Indian and Australian air crews highlighted their navies’ interoperability during AUSINDEX in the Bay of Bengal on April 7.
An MRH-90 from HMAS Canberra and an MH-60R from HMAS Parramatta landed on the frigate Indian Naval Ship (INS) Sahyadri and the corvette INS Kiltan, while a Sea King from INS Sahyadri and a Chetak from INS Kiltan cross-decked to the Australian ships.
Parramatta’s Flight Commander Lieutenant Commander Damian Liberale said the procedure for landing helicopters on a foreign warship was heavily regulated.
“Before we flew, we physically visited each of the ships while alongside at Visakhapatnam,” Lieutenant Commander Damian Liberale said.
“We looked at the markings on the flight deck and took the chance to have face-to-face conversations with the Indian crews.
“Only then were we authorised to land on their ships.”
Parramatta’s pilots Lieutenant Jarrod Huisman and Lieutenant Mitchell Sanders flew their ship’s Seahawk ‘Warlock’ to Sahyadri and Kiltan.
“Landing is the tricky part, so we both had a turn on each ship,” Lieutenant Huisman said.
“All Australian ships use the same visual markings on their flight decks, but the Indian ships are different … there’s no circle, and the line-up lines are for different aircraft.”

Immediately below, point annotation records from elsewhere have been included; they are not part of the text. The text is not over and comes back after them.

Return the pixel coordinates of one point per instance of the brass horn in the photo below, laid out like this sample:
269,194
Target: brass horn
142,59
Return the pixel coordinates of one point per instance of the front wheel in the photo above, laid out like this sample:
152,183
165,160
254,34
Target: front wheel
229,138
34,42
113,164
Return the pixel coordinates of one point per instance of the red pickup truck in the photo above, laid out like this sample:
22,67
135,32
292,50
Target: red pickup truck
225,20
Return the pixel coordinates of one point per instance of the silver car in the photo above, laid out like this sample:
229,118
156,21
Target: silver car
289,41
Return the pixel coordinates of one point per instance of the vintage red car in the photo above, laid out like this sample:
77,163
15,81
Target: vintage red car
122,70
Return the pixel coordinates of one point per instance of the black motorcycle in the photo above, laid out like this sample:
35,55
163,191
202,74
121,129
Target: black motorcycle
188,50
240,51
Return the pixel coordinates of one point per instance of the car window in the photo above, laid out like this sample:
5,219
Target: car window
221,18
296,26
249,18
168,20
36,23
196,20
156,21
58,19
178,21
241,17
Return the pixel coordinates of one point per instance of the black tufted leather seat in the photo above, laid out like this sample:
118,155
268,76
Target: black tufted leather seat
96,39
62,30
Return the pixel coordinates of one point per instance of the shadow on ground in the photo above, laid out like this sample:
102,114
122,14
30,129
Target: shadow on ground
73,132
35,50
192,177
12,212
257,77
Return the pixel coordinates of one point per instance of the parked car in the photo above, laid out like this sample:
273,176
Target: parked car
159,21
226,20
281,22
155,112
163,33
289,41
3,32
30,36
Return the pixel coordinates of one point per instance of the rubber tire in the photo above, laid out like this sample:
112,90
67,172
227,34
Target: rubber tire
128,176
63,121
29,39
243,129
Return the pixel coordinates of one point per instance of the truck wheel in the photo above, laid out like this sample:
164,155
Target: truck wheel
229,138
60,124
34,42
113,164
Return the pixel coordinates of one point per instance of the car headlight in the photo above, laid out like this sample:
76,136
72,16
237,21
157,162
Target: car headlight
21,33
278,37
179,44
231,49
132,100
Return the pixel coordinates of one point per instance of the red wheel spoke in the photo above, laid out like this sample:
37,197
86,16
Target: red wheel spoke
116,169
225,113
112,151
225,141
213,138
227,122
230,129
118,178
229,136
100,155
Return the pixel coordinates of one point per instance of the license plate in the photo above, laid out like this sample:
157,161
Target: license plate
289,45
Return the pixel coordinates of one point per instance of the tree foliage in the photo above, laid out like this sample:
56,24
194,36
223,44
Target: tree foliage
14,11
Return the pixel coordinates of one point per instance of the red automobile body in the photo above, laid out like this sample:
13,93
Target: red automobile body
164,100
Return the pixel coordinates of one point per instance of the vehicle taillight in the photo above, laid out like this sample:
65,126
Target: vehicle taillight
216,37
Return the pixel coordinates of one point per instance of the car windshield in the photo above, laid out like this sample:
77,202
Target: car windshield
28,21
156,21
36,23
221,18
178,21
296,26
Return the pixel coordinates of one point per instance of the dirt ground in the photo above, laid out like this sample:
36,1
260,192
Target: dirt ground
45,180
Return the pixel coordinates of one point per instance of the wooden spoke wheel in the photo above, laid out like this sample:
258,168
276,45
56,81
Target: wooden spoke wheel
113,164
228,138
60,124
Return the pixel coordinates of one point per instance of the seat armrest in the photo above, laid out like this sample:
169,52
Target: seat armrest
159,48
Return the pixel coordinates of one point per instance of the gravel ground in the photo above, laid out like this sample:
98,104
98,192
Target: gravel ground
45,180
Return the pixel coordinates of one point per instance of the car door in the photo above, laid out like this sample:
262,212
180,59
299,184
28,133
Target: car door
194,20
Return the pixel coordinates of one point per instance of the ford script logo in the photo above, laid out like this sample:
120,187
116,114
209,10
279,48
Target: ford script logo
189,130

“The Sea King was the biggest helicopter any of the current crew has seen land on Parramatta.”
The pair performed “yoyo” landings and take-offs on each flight deck before returning to Parramatta, where they were guided down by flight deck marshaller Leading Seaman Aircraft Technician Avionics Aaron Lever.
“My job is to make sure it’s safe for the pilot to land and to liaise with the landing safety officer,” Leading Seaman Lever said.
“The Sea King was the biggest helicopter any of the current crew has seen land on Parramatta; it was a sight to see as it used up all of the flight deck’s operating area.
“The Chetak was really entertaining: the three crewies were squashed together on a bench seat like they were driving a Kombi van.
“They all gave me a wave as they flew away.”
Lieutenant Commander Liberale said both nations’ landing procedures were a variation of those used by NATO.
“We are now confident of operating to Indian flight decks,” he said.
“There are more similarities than differences between our two nations.”
AUSINDEX is a biennial bilateral naval exercise between the Indian Navy and the Royal Australian Navy.
The task group took part in the exercise during deployment on Indo-Pacific Endeavour 2019, which aims to deepen engagement and partnerships with regional security forces.